Les cambistes se dirigent massivement sur les devises refuges. Ces arbitrages intensifs valorisent le yen qui gagne du terrain sur l'ensemble de ses contreparties. Les variations sur le couple USD/JPY ont affolé les écrans, passant de 112 à 101 JPY pour un dollar. La ruée sur le franc suisse démontre également cet état d'esprit de privilégier les monnaies résilientes. La parité USD/CHF a connu une forte baisse jusqu'à 0.92 CHF (-300 points de base). Une baisse des taux d'intérêt par la Banque Nationale Suisse (BNS) parait de plus en plus probable. Néanmoins, elle ne pourra pas aller à l'encontre d'un éventuel tsunami de liquidités déversé par les autres banques centrales.

La livre sterling n'a pas échappé à la déroute, perdant du terrain face à toutes les monnaies principales. Mercredi, la Banque d'Angleterre avait annoncé par surprise une baisse de 0.5 point de son taux directeur. Si dans un premier temps, la devise n'avait pas souffert, elle n'a malheureusement pas réussi à se maintenir de manière durable. Le billet vert gagne 400 points de base à 1.25 GBP contre la devise britannique.

En parallèle à ces devises majeures, les monnaies émergentes subissent les vents violents de la tempête, à l'image du rouble qui accuse le coup, baissant de 6.5% face au billet vert. Ce n'est pas la seule monnaie à être concernée puisque le peso mexicain perd 5.25%, le rand de l'Afrique du Sud, 3.8% et la couronne norvégienne près de 3%, ces trois dernières étant impactées par la décision de l'Arabie Saoudite de figer ses quotas de production de pétrole.
Statistiques économiques

Après la réduction surprise du taux directeur des Etats-Unis par la Réserve Fédérale (Fed), le 5 mars dernier, les marchés espéraient un tir groupé des autres banques centrales. Ce fut chose faite avec la Banque centrale anglaise (BOE) qui a annoncé une réduction de son taux directeur de 0.5 pdb, amenant ainsi le taux à 0.25%.

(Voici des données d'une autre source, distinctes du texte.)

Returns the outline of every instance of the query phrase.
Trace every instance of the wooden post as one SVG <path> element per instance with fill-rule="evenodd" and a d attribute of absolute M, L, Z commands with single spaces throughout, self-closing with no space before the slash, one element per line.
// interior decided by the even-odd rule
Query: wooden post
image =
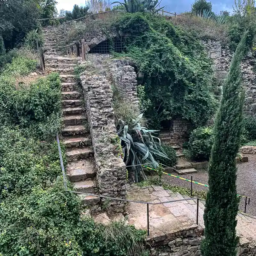
<path fill-rule="evenodd" d="M 66 39 L 66 45 L 67 45 L 67 39 Z M 67 53 L 67 55 L 68 55 L 68 47 L 66 47 L 66 51 Z"/>
<path fill-rule="evenodd" d="M 82 39 L 82 57 L 83 61 L 85 60 L 85 52 L 84 51 L 84 39 Z"/>
<path fill-rule="evenodd" d="M 76 41 L 75 43 L 76 46 L 76 57 L 79 57 L 80 56 L 80 50 L 79 49 L 79 42 Z"/>
<path fill-rule="evenodd" d="M 39 47 L 40 47 L 40 43 L 38 38 L 36 38 L 36 46 L 38 49 L 38 51 L 39 51 Z"/>
<path fill-rule="evenodd" d="M 64 31 L 64 35 L 66 35 L 66 21 L 63 22 L 63 30 Z"/>
<path fill-rule="evenodd" d="M 40 57 L 40 65 L 43 72 L 45 72 L 45 63 L 44 61 L 44 48 L 39 47 L 39 56 Z"/>

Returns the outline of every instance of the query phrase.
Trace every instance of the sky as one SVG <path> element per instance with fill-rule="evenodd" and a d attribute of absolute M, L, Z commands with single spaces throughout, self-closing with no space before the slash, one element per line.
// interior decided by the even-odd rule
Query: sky
<path fill-rule="evenodd" d="M 85 0 L 57 0 L 57 1 L 58 3 L 57 7 L 59 12 L 61 9 L 71 11 L 74 5 L 84 6 L 85 3 Z M 120 1 L 123 2 L 123 0 L 120 0 Z M 171 12 L 176 12 L 177 14 L 179 14 L 189 11 L 191 9 L 191 5 L 194 2 L 194 0 L 162 0 L 160 6 L 165 6 L 165 10 Z M 221 11 L 232 12 L 234 0 L 212 0 L 211 2 L 212 4 L 212 11 L 214 12 L 219 13 Z"/>

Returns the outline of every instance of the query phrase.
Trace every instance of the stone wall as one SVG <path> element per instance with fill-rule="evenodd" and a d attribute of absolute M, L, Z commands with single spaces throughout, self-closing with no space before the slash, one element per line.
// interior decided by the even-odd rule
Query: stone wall
<path fill-rule="evenodd" d="M 253 146 L 243 146 L 239 150 L 239 152 L 243 154 L 256 154 L 256 147 Z"/>
<path fill-rule="evenodd" d="M 139 108 L 137 94 L 137 75 L 128 61 L 113 60 L 108 62 L 108 79 L 122 92 L 123 96 Z"/>
<path fill-rule="evenodd" d="M 102 195 L 125 199 L 126 170 L 120 157 L 110 83 L 102 76 L 88 71 L 80 77 L 97 167 L 98 191 Z M 125 204 L 122 201 L 111 201 L 107 209 L 123 213 Z"/>
<path fill-rule="evenodd" d="M 208 56 L 213 62 L 214 76 L 217 79 L 220 89 L 229 71 L 233 53 L 228 47 L 218 41 L 203 41 Z M 256 60 L 249 52 L 241 64 L 242 85 L 245 90 L 244 111 L 247 114 L 256 114 Z"/>
<path fill-rule="evenodd" d="M 147 241 L 150 247 L 150 256 L 200 256 L 202 255 L 201 243 L 204 237 L 196 229 L 184 230 L 176 234 L 166 235 L 163 241 L 159 237 Z M 254 243 L 241 237 L 237 248 L 237 256 L 255 256 Z"/>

En revanche, la BCE n'a pas bougé son coût de refinancement. Il faut dire que les marges de man?uvre ne sont pas les mêmes, chez la BCE ou chez la BNS qui doivent trouver des alternatives. C'est, en effet, sur ces dernières mesures annoncées par Madame Lagarde que le marché a été déçu. La nervosité a frappé les indices quand la Présidente de l'Institution européenne a déploré la lenteur et la complaisance des gouvernements et que personne ne devait s'attendre à ce que la banque centrale soit la première ligne de défense en temps de crise. Le désir de la BCE de dévoiler un nouvel assouplissement monétaire pour affronter la crise s'est donc heurté à la réalité alors que l'institution a déjà une politique ultra-accommodante. Concrètement, la BCE a laissé ses taux d'intérêt de référence inchangés, mis en place une augmentation du programme d'achat d'actifs et un assouplissement des exigences de capital des banques.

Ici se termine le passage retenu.